My life, your hashtag
Young kings, listening to your "allies" comes at great risk. There are people who only see you as a future hashtag. Don't become one.
Sacrifice yourself for the cause, brother!
The next time a cop pulls you over, argue. The next time you’re given an order, fight back.
So says Chelsea Handler, noted ally to the black man.
Handler’s tweet was the most egregious, but it’s only best in breed among an ally genre that increasingly treats our young kings not as beautiful black men, but future hashtags.
I see now why they’re called “allies” and not friends. Friends would never want bad for you. With allies like these, the black man hardly needs enemies.
Allies care only about the greater good, and that requires all to play their part. Some parts, of course, are more equal than others.
Their part is to act like children online. Swearing, threatening, really acting the aggrieved, really sharing in the world’s suffering. From the comfort of home. Heroes in yoga pants. Just ask them.
Your part, young king, is to die at the hands of police, and become a hashtag. George Floyd’s face is muralized in every big city in America. That could be you, if only you sacrificed for the greater good!
It’s obvious from her tweet that Handler wasn’t up all night poring over data.

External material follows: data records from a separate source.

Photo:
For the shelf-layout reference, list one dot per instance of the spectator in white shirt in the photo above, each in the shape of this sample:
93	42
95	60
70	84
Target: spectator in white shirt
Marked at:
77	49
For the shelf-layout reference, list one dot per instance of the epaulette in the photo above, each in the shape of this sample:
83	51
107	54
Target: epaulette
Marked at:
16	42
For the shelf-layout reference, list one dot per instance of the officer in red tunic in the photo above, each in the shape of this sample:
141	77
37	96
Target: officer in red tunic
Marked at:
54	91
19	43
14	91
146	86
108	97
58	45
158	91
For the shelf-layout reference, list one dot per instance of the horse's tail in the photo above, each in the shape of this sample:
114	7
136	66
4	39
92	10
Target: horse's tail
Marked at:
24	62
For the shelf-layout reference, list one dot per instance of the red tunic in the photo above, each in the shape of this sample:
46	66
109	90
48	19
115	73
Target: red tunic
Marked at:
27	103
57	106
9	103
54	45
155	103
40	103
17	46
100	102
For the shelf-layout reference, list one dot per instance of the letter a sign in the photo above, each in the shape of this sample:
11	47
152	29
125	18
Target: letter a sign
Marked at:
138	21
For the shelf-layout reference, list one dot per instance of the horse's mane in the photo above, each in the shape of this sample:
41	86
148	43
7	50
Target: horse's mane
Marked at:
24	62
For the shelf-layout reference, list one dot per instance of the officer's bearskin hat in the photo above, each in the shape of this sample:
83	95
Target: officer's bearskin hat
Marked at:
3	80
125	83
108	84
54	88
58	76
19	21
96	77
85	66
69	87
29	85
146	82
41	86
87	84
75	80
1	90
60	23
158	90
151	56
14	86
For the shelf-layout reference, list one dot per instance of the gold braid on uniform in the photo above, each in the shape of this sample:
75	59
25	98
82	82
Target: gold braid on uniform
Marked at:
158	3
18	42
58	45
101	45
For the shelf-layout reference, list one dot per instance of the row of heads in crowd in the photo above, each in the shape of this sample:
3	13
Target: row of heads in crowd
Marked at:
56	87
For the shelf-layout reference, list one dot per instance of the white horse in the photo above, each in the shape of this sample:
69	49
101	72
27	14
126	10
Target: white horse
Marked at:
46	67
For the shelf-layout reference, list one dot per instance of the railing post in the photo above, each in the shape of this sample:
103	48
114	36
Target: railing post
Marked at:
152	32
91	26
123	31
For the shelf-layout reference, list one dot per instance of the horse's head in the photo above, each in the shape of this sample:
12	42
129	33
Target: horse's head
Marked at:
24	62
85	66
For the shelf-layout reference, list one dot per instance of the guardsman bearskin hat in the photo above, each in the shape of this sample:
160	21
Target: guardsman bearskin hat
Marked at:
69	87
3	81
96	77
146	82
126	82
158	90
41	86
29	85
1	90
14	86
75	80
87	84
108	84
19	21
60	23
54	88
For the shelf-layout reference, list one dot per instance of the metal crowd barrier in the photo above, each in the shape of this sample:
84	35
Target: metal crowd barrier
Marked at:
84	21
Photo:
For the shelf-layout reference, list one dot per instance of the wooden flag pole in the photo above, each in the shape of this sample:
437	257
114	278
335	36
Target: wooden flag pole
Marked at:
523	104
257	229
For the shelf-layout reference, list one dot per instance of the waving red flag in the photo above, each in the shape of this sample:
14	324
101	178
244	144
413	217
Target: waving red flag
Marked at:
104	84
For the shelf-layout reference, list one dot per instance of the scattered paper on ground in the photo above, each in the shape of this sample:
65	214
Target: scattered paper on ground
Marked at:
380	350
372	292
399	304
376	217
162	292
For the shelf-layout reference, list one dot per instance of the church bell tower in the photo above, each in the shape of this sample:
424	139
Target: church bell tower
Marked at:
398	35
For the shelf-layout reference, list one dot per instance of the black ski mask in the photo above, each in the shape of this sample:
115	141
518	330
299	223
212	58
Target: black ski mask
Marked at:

As I’ve written before, there are many millions of traffic stops per year. Very few end in fatal violence.
It’s certainly not a “50/50” chance that, if you comply with the police, you will wind up dead at their hands. Those odds are closer to a tree falling on you randomly. But when it’s not your kids, you don’t need to get the numbers right. What you need is more hashtags. More “justice” to fight for.
Young king: if you insist on listening to your “allies,” make sure you really hear them. Chelsea is fine volunteering your life on the altar of justice, but won’t get off her couch and do the same.
Let she who urges people to pick fights with the cops pick the first one themselves.
We won’t hold our breath waiting for that video.